Ingredients
Equipment
Method
Baking Instructions
- Preheat your oven to 350°F (175°C) and prepare a muffin tin by lining it with cupcake liners.
- In a medium bowl, whisk together 1 ½ cups of all-purpose flour, 2 tsp of baking powder, and a pinch of salt.
- In a large mixing bowl, beat together ½ cup of honey, ½ cup of softened butter, and ½ cup of sugar until creamy and light.
- Incorporate 2 large eggs and mix in 1 tsp of vanilla extract.
- Gradually add the dry ingredients to the wet mixture, alternating with ½ cup of milk.
- Gently fold in 1 cup of diced fresh peaches into the batter.
- Evenly divide the batter among the prepared liners, filling them about two-thirds full.
- Bake for 18-22 minutes, or until a toothpick inserted comes out clean.
- Allow them to cool completely in the pan.
- In a mixing bowl, beat together 8 oz of cream cheese and ¼ cup of butter until smooth.
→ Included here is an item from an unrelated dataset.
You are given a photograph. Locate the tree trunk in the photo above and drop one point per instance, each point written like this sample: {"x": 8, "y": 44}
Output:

Gradually add in ¼ cup of honey, 1 tsp of vanilla, and 2 cups of powdered sugar.
- Frost each cupcake with the cream cheese mixture once they are completely cooled.
Nutrition
Notes
Ensure butter, eggs, and cream cheese are at room temperature for a smoother batter. Avoid overmixing to keep cupcakes light and fluffy. Garnish with fresh peach slices or a drizzle of honey.